The Lakota Sioux, a Native American tribe, have been fighting for survival since the so-called discovery of America. Today, their resistance is concentrated in the Black Hills of South Dakota. The Black Hills are the subject of treaties between the state and the Oglala Sioux tribe, who have reserved rights to the land in the hills. The area was mined for uranium in the 1950s and again in the early 1970s. Activities that left 169 abandoned mines and contaminated land and water. It’s a fate that seems destined to be repeated. For many years, several companies have been trying to get state and federal permission to build a uranium mine. The Oglala Sioux Tribe has taken the lead in fighting the proposal, and all nine of South Dakota’s tribal governments have passed resolutions opposing it. Local non-profit groups have also joined the opposition. Opponents include the Rapid City City Council and the South Dakota State Medical Association, which has also passed a resolution opposing the mine. The Clean Water Alliance has targeted the mining projects of the Canadian-Chinese multinational Azarga/Powertech Uranium. Another target is Canadian United Lithium, which is mining lithium for the production of electric cars, a key component of the green economy.

FOCUS 2
Guajajara, the Guardians of the Amazon

Protecting part of the forest in the northeast Amazon is the aim of the Guajajara Guardians. The Guajajara live in the indigenous territory of Arariboia (in the Brazilian state of Maranhão) and patrol their land to keep out loggers, who often organise punitive expeditions to kill the Guardians of the Amazon.
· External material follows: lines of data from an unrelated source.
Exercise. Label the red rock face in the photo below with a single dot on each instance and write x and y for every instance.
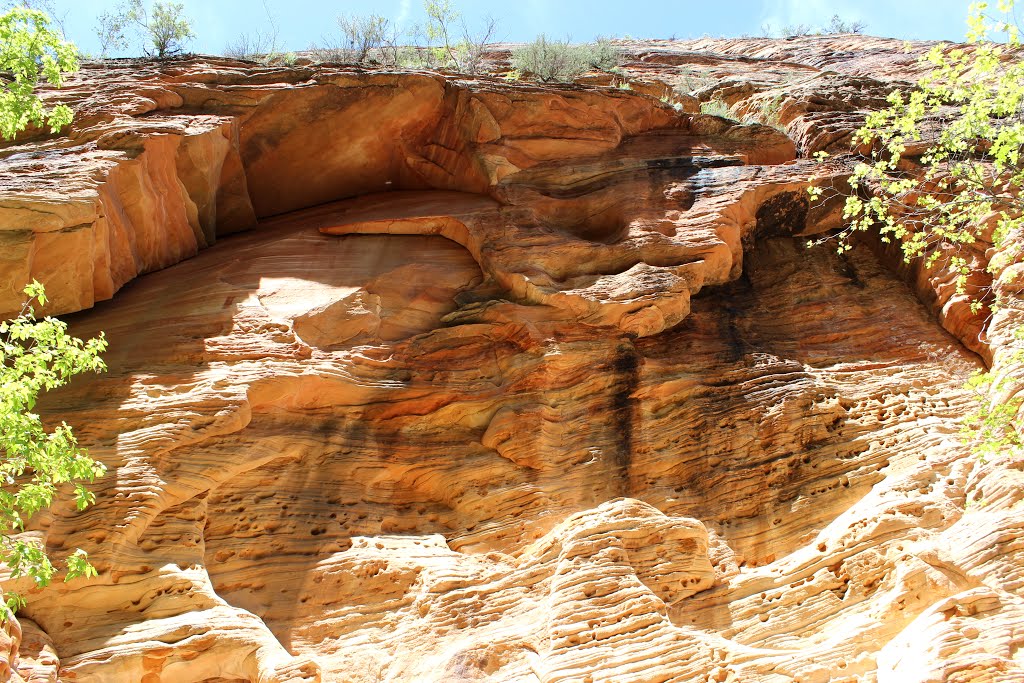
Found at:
(446, 380)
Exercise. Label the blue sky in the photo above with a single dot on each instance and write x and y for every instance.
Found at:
(299, 24)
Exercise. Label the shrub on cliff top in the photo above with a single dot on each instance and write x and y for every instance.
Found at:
(557, 60)
(966, 189)
(164, 29)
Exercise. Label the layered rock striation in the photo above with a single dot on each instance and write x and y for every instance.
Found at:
(439, 379)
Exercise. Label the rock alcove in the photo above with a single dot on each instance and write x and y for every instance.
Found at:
(485, 381)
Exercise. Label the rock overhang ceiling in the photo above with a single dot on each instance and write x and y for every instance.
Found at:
(510, 383)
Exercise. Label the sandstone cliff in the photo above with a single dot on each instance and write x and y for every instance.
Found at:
(439, 379)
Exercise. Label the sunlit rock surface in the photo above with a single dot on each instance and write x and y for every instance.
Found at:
(436, 379)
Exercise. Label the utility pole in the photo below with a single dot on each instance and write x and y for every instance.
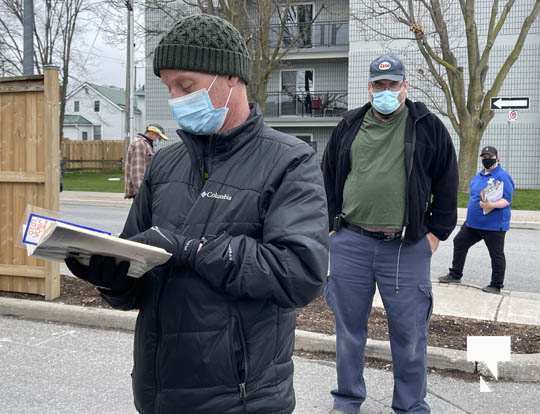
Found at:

Although Brazilian law strictly forbids outsiders from cutting down trees in indigenous territories, loggers operate here and in other parts of the Amazon with impunity. The Guardians are volunteers and receive only sporadic financial and logistical support from the Brazilian government, despite a formal obligation to protect the forest and the rights of indigenous peoples. The Guardians’ work is extremely dangerous: at least eight volunteers were murdered between 2019 and 2022. The Guardians of the Amazon work with the isolated Awá Guajá Indians to protect the forest.